In the financial services industry, lawyers are entrusted with providing guidance and ensuring compliance with sometimes Byzantine regulatory regimes. They are tasked with helping individuals and firms, navigate and be in compliance with these laws -regulations and compliance that are not the client's duty to know.
According to the investigation by Reuters, Daniel Friedberg, was the regulatory and compliance lawyer for FTX and counseled Sam Bankman-Fried. To some degree or perhaps a substantial degree, Sam Bankman-Fried would have relied on the advice of his regulatory counsel.
Sam Bankman-Fried had posted that Friedberg had been there "since the beginning." He allegedly advised Sam Bankman-Fried on running Alameda. He was the chief regulatory counsel for FTX.US.

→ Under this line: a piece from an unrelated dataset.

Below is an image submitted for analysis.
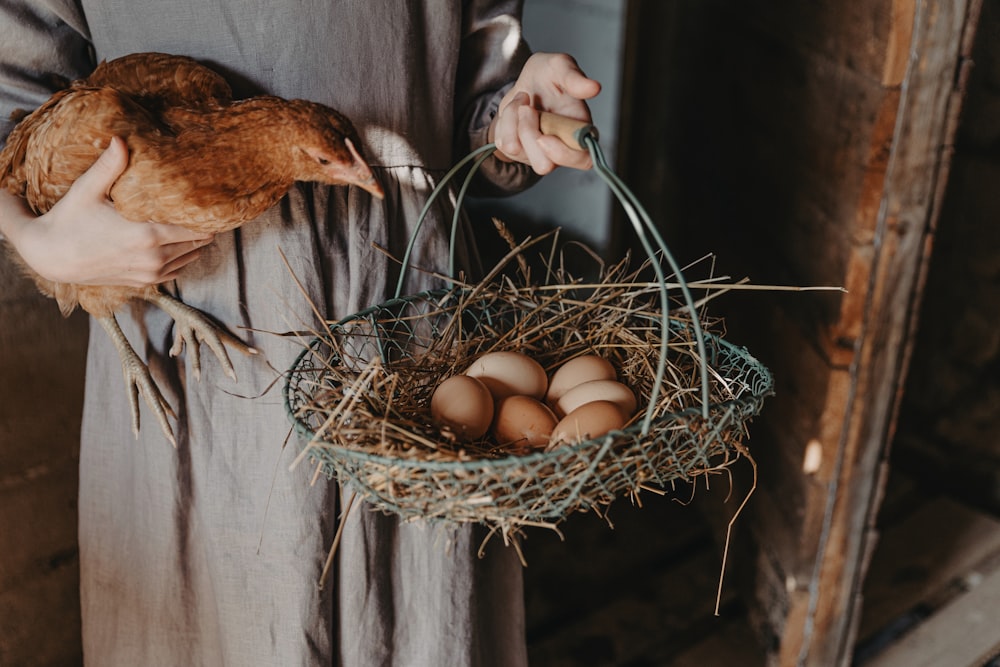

Prior to joining FTX, Daniel Friedberg was also general counsel to a Canadian online gaming firm that ran afoul of the regulators for cheating players. He was also part of a U.S. law firm, Fenwick & West. He had advised banking and fintech companies.
What is fundamentally foul about Daniel Friedberg not being indicted or charged with any crime by either the U.S. SNDY, CFTC or the SEC, is Daniel Friedberg is arguably among the most culpable of all. He would have known better.
Daniel Friedberg cannot plead a "pure heart empty head" defense to fraud-he was a practicing securities lawyer. Of all the FTX defendants, he would logically seem least able to plead a lack of intent to commit fraud.
What is more, any decent derivatives or securities lawyer in the regulatory and compliance space would have inquired about, and instituted checks and balances regarding the most basic tenet of securities and derivatives law-the preservation and protection of customer funds. According to Reuters, Daniel Friedberg oversaw the running of Alameda Research, he would have known about all the related entities and transactions.
The CFTC's fraud complaint and the SEC's civil complaint, along with the testimony of John Ray in FTX's bankruptcy proceedings, allege many large transfers between Alameda and FTX. They were so many transactions and of a size and lack of specificity, any lawyer tasked with the regulation of Alameda and FTX would have had to be willfully blind not to advise his clients to cease and desist. Yet Daniel Friedberg only resigned days after FTX declared bankruptcy.